Generalized Linear Models

Estimation

Learning Outcomes

  • Estimation Procedures

    • Regression Coefficients

    • Dispersion Parameter

  • Newton-Raphson Algorithm

Estimating: \(\boldsymbol \beta\)

Estimating \(\boldsymbol\beta\)

To obtain the estimates of \(\boldsymbol \beta\) we can use the maximum log-likelihood approach to obtain \(\hat{\boldsymbol\beta}\).

\[ L(\boldsymbol \beta) = \prod^n_{i=1}f\left(y_i|\boldsymbol X_i;\boldsymbol \beta,\phi\right) \]

Maximum Likelihood Approach

\[ \ell(\boldsymbol \beta) = \sum^n_{i=1}\log\left\{f\left(y_i|\boldsymbol X_i;\boldsymbol \beta,\phi\right)\right\} \]

Numerical Approaches

  • Newton-Rhapson Algorithm

  • Fisher-Scoring Algorithm

  • Nelder-Mead

  • BFGS

Estimating: \(\phi\)

Estimating \(\phi\)

Depending on the random variable, the dispersion parameter will need to be estimated to conduct inference procedures. There are 4 methods to estimate the dispersion parameter:

  • Maximum Likelihood

  • Maximum (Modified) Profile Likelihood Approach

  • Mean Deviance Estimator

  • Pearson Estimator

Maximum Likelihood Approach

\[ \ell(\phi) = \sum^n_{i=1}\log\left\{f\left(y_i|\boldsymbol X_i;\boldsymbol \beta,\phi\right)\right\} \]

Maximum (Modified) Profile Likelihood Approach

\[ \ell_p(\phi) = \frac{p}{2}\log \phi + \sum^n_{i=1}\log\left\{f\left(y_i|\boldsymbol X_i;\hat{\boldsymbol \beta},\phi\right)\right\} \]

Mean Deviance Estimator

\[ \tilde \phi = \frac{D(y,\hat\mu)}{n-p} \]

  • \(D(y,\hat\mu)=2\sum^n_{i=1}\left\{t(y,y) - t(y,\mu) \right\}\)

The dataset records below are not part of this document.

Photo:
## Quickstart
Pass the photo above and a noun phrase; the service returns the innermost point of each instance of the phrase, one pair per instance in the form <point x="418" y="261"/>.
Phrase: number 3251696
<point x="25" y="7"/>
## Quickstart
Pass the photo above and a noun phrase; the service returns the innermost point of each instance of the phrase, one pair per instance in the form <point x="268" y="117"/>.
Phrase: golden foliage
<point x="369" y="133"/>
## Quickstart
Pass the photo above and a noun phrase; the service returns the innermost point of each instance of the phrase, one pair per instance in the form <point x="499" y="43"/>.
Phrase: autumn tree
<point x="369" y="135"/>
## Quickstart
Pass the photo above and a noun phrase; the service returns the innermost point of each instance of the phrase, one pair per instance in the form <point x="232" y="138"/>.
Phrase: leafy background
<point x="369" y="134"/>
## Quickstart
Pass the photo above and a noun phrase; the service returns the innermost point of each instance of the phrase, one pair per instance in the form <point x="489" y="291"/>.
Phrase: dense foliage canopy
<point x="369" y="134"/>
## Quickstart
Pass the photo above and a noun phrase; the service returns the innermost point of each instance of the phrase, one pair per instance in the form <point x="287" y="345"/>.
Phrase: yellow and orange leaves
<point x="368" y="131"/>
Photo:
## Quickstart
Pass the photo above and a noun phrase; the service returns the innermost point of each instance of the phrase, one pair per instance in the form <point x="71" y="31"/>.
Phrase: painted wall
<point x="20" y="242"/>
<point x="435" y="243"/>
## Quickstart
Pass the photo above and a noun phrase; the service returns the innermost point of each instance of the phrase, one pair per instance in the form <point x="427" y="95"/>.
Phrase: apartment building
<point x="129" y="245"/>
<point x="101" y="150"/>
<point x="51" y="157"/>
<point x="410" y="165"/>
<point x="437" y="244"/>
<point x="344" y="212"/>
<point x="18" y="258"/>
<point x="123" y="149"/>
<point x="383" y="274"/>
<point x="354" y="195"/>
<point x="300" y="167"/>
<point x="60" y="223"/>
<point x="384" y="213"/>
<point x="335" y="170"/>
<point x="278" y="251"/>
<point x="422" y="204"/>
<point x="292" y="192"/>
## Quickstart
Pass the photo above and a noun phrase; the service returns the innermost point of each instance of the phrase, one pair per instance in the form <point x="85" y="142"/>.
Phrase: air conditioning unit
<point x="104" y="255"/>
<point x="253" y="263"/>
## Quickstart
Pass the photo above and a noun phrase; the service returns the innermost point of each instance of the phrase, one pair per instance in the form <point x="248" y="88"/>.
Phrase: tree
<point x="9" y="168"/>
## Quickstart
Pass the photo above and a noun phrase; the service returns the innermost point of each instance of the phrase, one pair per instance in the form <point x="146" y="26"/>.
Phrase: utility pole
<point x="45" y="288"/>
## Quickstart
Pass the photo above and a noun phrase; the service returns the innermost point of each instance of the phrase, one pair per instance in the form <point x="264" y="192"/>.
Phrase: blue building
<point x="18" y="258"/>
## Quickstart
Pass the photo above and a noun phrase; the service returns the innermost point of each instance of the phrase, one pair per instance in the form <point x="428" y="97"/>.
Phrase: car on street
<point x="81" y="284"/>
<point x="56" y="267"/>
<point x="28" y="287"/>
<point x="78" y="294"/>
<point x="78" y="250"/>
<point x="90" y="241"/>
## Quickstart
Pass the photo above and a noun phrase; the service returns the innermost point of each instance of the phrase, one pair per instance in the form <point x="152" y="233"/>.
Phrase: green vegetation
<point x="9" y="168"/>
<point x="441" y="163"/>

  • \(t(y,\mu)=y\theta-\kappa(\theta)\)

  • \(p\): number of regression coefficients

Pearson Estimator

\[ \bar \phi = \frac{\Lambda^2}{n-p} \]

  • \(\Lambda^2=\sum^n_{i=1}\frac{y_i-\hat\mu_i}{V(\hat\mu_i)}\)

  • \(\hat \mu_i = g^{-1}(\hat\beta_0 + \sum^n_{j=1}{X_{ij}\hat\beta_j})\)

  • \(V(\hat\mu_i)=\frac{d^2\kappa(\hat\theta_i)}{d\theta_i^2}\)

Newton-Raphson Algorithm

Numerical Algorithm

In Mathematics and Statistics, numerical algorithms are used to approximate the value of different functions:

  • Root Finding:

    • Newton’s Method
  • Derivatives

    • Secant Step-size
  • Integrals

    • Reimman Sums
  • Maximization

    • Newton-Raphson

Optimization

Optimization is the techniques used to find the values that maximizes the a function:

\[ x_0 = \mathrm{argmax}_{x}f(x) \]

Newton-Raphson

The Newton-Raphson algorithm is used to estimate the parameters using an iterative algorithm. Given initial estimates, it will update the estimates of the parameters using the Newton step. It will continue iterating and updating the steps until the function converges to the maximum value.

Newton-Raphson

\[ \beta_j^{(it+1)} = \beta_j^{(it)} - \frac{G_{\beta_j}^{(it)}}{H_{\beta_j}^{(it)}} \]

  • \(\beta_j^{(it)}\): current estimate of \(\beta_j\)

  • \(G_{\beta_j}^{(it)}=d\ell(\boldsymbol \beta)/d\beta_j|_{\beta_j=\beta_j^{(it)}}\)

  • \(H_{\beta_j}^{(it)}=d^2\ell(\boldsymbol \beta)/d\beta_j^2|_{\beta_j=\beta_j^{(it)}}\)

  • \(\beta_j^{(it+1)}\): Updated estimate of \(\beta_j\)

Example

Logistic Regression

Let \((Y_i,X_i)_{i=1}^n\) be a data set where \(Y_i\overset{iid}{\sim}Bernoulli(p)\). Find the first and second derivative for \(\beta_1\), when a GLM is fitted to the model.

Poisson Regression

Let \((Y_i,X_i)_{i=1}^n\) be a data set where \(Y_i\overset{iid}{\sim}Pois(\lambda)\). Find the first and second derivative for \(\beta_0\), when a GLM is fitted to the model.